Electric vehicle (EV) industries are driven by new technologies in batteries and powertrains. This thesis studies the cutting-edge Formula E racing vehicles with vehicle simulation and optimization for energy efficiency. On the consumer side, a new challenge EVs introduce is the need for large-scale charging infrastructure with minimum grid impact. This thesis studies EV charging management on the daily basis, featuring practical smart charging solutions at public locations and bi-directional (dis)charging at workplace and residence. Techniques that support smart charging are also studied. A data-mining based load disaggregation approach is developed to evaluate the general energy usage in the residential context. A machine-learning based load forecasting model is proposed to predict short-term residential loads in ultra-small scales. Overall, this thesis anticipates every aspect of EVsu27 daily activities, whether it is on or off the road, and suggests solutions to maximizing EV utilization for both drivers and the smart grid.

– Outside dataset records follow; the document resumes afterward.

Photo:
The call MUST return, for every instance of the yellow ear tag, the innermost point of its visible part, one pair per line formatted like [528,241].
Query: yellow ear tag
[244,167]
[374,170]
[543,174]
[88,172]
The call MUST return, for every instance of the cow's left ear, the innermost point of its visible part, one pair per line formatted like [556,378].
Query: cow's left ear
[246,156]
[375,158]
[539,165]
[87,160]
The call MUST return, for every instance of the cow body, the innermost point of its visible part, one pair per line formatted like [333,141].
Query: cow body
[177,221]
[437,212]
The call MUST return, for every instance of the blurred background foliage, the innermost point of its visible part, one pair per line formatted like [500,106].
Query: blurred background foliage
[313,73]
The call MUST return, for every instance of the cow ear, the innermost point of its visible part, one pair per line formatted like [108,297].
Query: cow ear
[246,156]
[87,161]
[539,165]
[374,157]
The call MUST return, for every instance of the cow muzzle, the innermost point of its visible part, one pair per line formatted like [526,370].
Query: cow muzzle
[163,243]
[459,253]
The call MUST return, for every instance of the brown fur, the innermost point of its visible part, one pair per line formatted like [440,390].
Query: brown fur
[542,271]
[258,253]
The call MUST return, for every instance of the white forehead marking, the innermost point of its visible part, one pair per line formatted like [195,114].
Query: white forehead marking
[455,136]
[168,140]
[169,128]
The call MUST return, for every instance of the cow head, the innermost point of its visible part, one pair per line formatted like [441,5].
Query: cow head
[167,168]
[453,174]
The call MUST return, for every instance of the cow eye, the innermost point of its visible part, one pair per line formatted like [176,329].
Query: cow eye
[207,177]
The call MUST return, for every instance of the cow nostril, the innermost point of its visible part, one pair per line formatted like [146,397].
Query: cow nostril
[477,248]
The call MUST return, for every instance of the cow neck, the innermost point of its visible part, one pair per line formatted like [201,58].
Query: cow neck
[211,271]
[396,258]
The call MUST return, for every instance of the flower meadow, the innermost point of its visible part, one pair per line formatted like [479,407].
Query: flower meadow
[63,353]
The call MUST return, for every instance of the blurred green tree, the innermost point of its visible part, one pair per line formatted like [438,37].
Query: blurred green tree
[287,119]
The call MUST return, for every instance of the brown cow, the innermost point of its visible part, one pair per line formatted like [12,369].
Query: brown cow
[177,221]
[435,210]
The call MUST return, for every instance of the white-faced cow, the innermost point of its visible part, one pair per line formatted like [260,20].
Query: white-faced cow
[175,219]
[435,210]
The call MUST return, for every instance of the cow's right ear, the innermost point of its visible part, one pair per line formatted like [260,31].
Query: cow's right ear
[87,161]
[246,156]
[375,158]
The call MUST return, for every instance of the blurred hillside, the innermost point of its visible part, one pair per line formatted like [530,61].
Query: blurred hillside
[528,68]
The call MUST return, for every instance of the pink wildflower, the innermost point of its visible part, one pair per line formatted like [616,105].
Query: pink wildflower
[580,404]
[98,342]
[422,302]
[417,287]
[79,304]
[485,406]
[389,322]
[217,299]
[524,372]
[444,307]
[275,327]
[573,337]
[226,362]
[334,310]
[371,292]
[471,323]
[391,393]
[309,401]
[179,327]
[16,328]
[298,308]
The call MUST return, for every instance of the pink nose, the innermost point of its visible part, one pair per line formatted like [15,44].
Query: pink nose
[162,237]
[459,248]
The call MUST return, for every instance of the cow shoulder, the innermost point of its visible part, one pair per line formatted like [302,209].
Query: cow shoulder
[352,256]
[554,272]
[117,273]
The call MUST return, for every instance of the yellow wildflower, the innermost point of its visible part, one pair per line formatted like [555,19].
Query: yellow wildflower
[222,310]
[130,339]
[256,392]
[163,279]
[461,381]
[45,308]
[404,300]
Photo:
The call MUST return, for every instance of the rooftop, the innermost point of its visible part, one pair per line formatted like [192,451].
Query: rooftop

机译:电动汽车(EV)行业由电池和动力总成的新技术驱动。本文通过对汽车的仿真和优化来优化能效,研究了最先进的Formula E赛车。在消费者方面,电动汽车引入的新挑战是需要具有最小电网影响的大规模充电基础设施。本文每天研究电动汽车的充电管理,其特点是在公共场所提供实用的智能充电解决方案,并在工作场所和住所进行双向(放电)充电。还研究了支持智能充电的技术。开发了一种基于数据挖掘的负荷分解方法,以评估住宅环境中的一般能源使用情况。提出了一种基于机器学习的负荷预测模型,以超小型规模预测短期住宅负荷。总体而言,本文预测了电动汽车日常活动的各个方面,无论它是在路上还是在路上,并提出了解决方案,以最大限度地提高驾驶员和智能电网的电动汽车利用率。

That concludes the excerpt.